Kunden und Fans dieser Kosmetik-Marke aus Deutschland dürften schockiert sein, denn das Unternehmen ist insolvent. Die Mitarbeiter blicken in eine unsichere Zukunft, denn keiner weiß derzeit, wie es weitergehen wird.
Mit dieser Nachricht hat keiner gerechnet, denn die Produkte werden von vielen Kunden regelmäßig gekauft. Eine Kosmetik-Marke aus Deutschland ist insolvent. Keiner kann im Moment Angaben dazu machen, wie es weitergehen wird.

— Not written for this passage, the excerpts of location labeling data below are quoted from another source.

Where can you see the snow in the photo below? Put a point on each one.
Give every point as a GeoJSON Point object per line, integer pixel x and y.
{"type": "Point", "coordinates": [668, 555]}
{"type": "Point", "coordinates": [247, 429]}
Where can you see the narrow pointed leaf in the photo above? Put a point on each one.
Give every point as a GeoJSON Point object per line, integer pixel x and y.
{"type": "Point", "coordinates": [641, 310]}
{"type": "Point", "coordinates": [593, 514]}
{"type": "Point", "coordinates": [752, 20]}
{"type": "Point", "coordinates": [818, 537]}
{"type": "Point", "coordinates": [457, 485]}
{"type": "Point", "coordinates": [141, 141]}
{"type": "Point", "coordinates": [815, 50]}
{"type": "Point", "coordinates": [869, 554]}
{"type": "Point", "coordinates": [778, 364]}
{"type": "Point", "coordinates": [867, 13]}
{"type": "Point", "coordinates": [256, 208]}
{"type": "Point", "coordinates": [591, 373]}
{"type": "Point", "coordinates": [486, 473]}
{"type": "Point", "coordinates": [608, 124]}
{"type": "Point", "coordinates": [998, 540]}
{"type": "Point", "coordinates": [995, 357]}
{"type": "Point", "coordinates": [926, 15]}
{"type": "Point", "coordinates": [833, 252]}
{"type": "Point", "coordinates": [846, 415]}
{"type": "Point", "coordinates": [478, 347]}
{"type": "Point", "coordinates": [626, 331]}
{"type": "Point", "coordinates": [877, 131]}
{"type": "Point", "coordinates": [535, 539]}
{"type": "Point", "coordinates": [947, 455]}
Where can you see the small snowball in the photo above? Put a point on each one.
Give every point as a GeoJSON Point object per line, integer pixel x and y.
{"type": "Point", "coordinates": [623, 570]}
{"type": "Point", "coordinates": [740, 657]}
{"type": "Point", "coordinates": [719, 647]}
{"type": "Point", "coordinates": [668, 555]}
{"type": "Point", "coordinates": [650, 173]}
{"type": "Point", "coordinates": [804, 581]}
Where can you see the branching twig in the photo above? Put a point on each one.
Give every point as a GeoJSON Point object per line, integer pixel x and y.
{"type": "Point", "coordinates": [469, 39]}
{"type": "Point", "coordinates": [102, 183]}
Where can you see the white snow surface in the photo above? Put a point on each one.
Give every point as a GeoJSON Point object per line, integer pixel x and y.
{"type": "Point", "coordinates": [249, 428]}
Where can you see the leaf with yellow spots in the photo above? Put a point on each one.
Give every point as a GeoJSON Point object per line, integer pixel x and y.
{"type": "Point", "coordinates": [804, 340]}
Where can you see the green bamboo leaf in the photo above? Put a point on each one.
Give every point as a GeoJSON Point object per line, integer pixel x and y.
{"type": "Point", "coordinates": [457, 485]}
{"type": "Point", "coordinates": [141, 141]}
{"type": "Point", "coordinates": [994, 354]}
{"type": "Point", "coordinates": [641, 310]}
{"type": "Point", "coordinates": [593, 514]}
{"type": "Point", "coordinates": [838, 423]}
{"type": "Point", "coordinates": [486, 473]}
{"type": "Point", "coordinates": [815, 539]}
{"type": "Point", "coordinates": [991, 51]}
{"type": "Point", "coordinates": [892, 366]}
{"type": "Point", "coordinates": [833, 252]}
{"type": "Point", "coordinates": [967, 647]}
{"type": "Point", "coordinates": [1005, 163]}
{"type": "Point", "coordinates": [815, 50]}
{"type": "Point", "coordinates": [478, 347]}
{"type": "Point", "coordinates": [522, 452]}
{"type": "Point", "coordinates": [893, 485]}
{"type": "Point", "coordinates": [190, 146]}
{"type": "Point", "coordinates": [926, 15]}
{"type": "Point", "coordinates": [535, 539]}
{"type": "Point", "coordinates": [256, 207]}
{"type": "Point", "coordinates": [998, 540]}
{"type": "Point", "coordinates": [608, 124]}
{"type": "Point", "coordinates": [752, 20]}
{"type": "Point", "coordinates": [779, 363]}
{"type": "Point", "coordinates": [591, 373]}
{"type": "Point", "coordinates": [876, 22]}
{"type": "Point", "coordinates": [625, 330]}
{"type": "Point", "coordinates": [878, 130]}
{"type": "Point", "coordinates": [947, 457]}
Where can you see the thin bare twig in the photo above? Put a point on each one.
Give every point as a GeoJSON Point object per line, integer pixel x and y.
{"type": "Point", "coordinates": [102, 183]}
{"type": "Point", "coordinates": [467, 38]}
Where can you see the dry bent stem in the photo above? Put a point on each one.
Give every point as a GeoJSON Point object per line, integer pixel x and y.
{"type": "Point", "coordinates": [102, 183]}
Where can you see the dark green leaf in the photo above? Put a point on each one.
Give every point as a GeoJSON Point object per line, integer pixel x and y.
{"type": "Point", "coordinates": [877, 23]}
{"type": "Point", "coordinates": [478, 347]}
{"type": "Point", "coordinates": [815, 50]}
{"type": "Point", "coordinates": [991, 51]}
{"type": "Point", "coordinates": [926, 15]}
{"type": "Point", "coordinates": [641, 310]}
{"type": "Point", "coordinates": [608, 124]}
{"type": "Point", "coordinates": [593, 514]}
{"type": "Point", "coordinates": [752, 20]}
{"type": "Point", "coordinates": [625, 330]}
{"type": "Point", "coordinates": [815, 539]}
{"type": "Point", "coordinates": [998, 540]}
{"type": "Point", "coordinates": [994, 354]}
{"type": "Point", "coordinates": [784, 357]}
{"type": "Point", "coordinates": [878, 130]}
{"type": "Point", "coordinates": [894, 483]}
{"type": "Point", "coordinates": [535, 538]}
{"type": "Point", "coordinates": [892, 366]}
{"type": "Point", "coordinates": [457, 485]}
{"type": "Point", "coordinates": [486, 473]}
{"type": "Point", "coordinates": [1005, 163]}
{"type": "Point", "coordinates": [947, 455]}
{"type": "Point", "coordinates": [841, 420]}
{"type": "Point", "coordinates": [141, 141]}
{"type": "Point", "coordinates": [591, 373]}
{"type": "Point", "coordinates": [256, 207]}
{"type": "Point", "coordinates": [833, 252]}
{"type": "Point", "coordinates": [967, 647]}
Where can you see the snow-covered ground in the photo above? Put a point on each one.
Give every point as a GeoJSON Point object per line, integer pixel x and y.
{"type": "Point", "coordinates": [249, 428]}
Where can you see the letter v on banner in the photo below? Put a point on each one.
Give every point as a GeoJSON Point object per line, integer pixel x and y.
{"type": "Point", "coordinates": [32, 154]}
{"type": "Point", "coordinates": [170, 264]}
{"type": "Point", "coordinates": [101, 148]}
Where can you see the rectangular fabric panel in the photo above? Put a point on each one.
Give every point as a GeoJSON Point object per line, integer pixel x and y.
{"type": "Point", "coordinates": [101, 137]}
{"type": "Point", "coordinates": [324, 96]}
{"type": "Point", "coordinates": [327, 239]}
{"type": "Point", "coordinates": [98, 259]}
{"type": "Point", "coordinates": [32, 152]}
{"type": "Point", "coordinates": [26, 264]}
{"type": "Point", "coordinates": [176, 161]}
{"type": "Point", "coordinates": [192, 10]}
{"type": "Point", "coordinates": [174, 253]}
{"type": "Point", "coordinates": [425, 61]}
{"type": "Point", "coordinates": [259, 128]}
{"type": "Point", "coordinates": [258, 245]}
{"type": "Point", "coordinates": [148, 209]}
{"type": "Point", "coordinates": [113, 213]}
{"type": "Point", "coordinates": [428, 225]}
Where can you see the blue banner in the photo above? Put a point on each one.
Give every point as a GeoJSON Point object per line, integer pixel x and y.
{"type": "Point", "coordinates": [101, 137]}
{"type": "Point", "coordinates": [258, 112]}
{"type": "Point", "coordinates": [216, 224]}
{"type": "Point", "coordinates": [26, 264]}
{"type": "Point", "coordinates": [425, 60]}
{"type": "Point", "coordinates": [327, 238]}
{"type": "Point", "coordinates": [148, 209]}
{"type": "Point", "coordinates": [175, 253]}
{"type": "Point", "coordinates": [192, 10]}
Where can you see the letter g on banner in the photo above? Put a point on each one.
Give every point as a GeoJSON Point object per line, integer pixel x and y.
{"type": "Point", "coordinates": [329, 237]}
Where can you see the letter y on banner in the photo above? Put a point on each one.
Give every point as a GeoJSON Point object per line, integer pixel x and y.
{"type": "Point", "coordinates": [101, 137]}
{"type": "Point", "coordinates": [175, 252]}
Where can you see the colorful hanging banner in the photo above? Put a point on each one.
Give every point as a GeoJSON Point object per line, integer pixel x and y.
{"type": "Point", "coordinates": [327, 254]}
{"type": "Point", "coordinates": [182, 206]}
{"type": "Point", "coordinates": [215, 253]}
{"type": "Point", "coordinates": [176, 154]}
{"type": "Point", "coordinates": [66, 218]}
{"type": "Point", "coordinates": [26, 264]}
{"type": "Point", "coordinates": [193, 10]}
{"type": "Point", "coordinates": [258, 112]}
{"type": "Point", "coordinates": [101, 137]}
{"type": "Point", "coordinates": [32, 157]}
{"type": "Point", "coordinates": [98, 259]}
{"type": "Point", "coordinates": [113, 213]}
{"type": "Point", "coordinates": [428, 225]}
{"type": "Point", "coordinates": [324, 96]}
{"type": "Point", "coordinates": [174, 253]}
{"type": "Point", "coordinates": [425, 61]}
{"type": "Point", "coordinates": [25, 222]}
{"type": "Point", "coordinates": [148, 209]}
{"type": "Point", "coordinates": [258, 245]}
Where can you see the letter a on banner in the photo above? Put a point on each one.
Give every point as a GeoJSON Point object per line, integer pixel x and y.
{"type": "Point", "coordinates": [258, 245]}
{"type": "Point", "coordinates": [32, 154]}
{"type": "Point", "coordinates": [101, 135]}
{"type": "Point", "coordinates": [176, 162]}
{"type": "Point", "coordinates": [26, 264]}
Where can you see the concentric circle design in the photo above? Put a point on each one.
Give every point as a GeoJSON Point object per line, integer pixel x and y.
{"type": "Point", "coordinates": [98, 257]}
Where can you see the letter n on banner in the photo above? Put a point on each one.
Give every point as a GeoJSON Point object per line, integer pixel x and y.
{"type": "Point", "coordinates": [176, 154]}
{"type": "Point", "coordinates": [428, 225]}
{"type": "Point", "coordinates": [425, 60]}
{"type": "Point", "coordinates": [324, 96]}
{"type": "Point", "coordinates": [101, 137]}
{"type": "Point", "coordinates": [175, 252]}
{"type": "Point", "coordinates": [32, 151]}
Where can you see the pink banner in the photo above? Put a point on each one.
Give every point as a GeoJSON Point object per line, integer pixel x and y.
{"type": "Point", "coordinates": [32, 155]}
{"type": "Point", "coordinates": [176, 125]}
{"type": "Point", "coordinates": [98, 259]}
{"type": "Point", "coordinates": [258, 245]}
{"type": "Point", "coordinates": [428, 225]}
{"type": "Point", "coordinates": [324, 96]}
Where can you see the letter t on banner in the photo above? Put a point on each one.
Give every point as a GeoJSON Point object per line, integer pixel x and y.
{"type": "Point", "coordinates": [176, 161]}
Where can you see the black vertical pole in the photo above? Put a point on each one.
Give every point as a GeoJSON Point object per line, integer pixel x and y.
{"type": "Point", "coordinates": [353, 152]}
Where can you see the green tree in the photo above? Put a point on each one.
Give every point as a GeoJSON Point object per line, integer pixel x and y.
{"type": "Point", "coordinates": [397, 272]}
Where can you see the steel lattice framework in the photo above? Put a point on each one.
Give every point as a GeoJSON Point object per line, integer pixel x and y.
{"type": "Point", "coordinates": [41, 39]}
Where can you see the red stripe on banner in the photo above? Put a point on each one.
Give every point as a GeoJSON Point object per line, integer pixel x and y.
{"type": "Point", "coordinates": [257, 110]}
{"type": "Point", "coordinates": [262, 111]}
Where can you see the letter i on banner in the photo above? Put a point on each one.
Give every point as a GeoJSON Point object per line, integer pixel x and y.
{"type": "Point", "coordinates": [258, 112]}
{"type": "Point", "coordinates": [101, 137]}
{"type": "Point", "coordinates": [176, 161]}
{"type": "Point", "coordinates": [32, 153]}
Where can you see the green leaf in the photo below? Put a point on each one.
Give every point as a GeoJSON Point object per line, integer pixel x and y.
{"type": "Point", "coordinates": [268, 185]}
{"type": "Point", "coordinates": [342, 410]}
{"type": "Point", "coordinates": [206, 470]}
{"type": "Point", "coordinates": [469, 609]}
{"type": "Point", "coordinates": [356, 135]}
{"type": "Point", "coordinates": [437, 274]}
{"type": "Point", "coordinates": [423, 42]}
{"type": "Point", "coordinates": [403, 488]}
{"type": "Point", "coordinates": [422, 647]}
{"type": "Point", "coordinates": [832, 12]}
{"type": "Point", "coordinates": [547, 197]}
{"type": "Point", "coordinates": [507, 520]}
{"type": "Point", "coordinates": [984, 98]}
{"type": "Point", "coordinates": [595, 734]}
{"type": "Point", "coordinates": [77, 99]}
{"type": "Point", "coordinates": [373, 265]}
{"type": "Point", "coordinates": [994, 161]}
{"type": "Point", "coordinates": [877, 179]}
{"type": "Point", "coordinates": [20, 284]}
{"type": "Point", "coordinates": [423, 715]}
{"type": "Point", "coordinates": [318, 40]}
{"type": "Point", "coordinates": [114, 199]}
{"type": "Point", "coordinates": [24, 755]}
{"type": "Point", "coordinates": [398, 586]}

Zuerst hoffnungsvoll, jetzt insolvent: Kosmetik-Marke muss sich der Pleite stellen
Diese Kosmetik-Marke galt noch vor über zwei Jahren als absoluter Hoffnungsträger. Viele Menschen feierten die neue Marke. Es gab sogar prominente Unterstützung, sodass keiner davon ausgehen konnte, dass es einmal so weit kommt wie jetzt. Dabei ist das Unternehmen mit zwei Jahren Marktexistenz noch sehr jung. Es handelt sich um ein Start-up, das mit einer neuen Idee um die Ecke kam und sofort Begeisterungsstürme auslöste. Auf der Fashion Week im Jahr 2023 in Paris galt die Kosmetik-Marke mit ihrem innovativen Konzept als der neue große Stern am Kosmetikhimmel. Leider kam so schnell wie der Erfolg auch der Fall.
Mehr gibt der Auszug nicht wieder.